Abstract
Traditional approaches rely on domain expertise to acquire complicated features. Meanwhile, existing Natural Language Processing (NLP) tools and techniques are not competent to extract information from digital artifacts collected for investigation. In this paper, we propose an improved framework based on a Convolutional neural network (CNN) to capture significant clues for event identification. The experiments show that our solution achieves excellent results.
You have full access to this open access chapter, Download conference paper PDF
Similar content being viewed by others
Keywords
1 Introduction
In digital investigations, the investigator typically has to handle substantial digital artifacts for forensics analysis. Among them, most are in the form of unstructured textual data, such as emails, chat logs, etc. The investigator searches clues from these data in order to answer questions about what happened, who caused the events, when events occurred, where, with whom they communicated, and so on. A pervasive problem is the fact that unstructured data are recorded using natural language, which is hard to understand completely by computer. This problem impedes the automation of crucial incriminating information retrieval and information extraction processes when facing a mass of textual data. Although the investigator can rely on modern digital forensics tools, such as executing keyword searches, this is often a manual process [1]. Due to the fact that the same concept is typically expressed by different terms and language styles, using keyword searches is not always effective. The quality of an analysis usually varies with the investigative experience and the expertise of each investigator [2].
With the advancement of data mining and availability of the computational re-sources to improve algorithm performance, methods of text mining using natural language processing techniques have gradually become available. By means of text mining, it makes the investigator easy to conduct content analysis and extract clues from textual data. Furthermore, automated techniques avoid threats to the privacy issues. For the reason that digital artifacts can reveal interested events, such as illegal activities at key times, communications between suspects and victims, and other clues to the investigation, obtaining valuable information from them is based on the event detection task, which involves identification of events from specific types in the artifacts. Unlike traditional event extraction task defined in Automatic Content Extraction (ACE) evaluation [3], the event detection task in forensics varies according to case type and the investigator focuses a few specific types in a specific investigation. For example, the investigator should be interested in contact events, movement events etc. other than business events in a case of murder investigation.
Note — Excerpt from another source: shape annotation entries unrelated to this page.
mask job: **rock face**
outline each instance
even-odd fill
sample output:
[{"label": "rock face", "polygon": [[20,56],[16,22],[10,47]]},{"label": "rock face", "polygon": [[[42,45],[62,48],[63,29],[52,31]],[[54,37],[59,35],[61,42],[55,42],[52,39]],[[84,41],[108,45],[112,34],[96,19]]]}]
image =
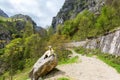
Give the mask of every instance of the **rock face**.
[{"label": "rock face", "polygon": [[6,18],[8,17],[8,15],[1,9],[0,9],[0,16],[6,17]]},{"label": "rock face", "polygon": [[100,49],[102,52],[120,56],[120,29],[109,33],[108,35],[101,36],[97,39],[88,39],[86,41],[73,42],[68,46],[82,46],[89,49]]},{"label": "rock face", "polygon": [[65,0],[63,7],[57,16],[52,20],[52,26],[56,29],[58,24],[63,24],[66,20],[76,17],[76,15],[87,9],[95,14],[99,14],[105,0]]},{"label": "rock face", "polygon": [[40,77],[44,76],[50,72],[53,68],[57,66],[56,55],[51,55],[45,58],[43,55],[33,66],[33,69],[29,73],[31,80],[38,80]]}]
Current research on event extraction does not apply to digital forensics.
There are two categories of features for textual analysis on event detection: lexical-level features and sentence-level features. Convolutional neural networks that model sequential data have been proved to capture important information at sentence-level [4]. However, at the lexical-level, the same word influenced by its contexts has different meaning. Consequently, it frequently makes classifiers confused and also causes the inefficiency of keywords searches. In this paper, we present an improved one-layer convolutional neural network, which we name Classification with Similarity Vector by CNN (CSV-CNN), to capture more significant clues for event identification. Associated with each specified event is an event trigger, which most clearly expresses an event occurrence. We establish an event trigger lookup table containing most representative terms for a specific event to obtain lexical-level features. Our method computes and averages cosine similarity between each word in a sentence and word in the trigger lookup table in order to obtain a similarity vector. On the other hand, given input sentences, the network uses convolutional layers to acquire distributed vector representations of inputs to learn sentence-level features. The proposed network learns a distributed vector representation and similarity vector for each event class.
2 Preliminary
In this section, we first discuss related work in event extraction, and then introduce challenges posed by textual evidence.
2.1 Related Work
Since 1987, a series of Message Understanding Conferences (MUC) which were initiated by DARPA showed considerable interest in event extraction and encouraged the development of new methods of in information extraction [5]. MUC participants required submit evaluations to compete in textual information tasks. These tasks covered a wide range of goals, such as extracting fleet operations, identifying terrorist activities, detecting joint ventures and leadership changes in business, etc. The Automatic Content Extraction [3] program addresses the same problems as the MUC program, which defines extraction tasks according to the target objects, such as entity, relation and event. ACE focuses on annotating 8 event types and 33 subtypes.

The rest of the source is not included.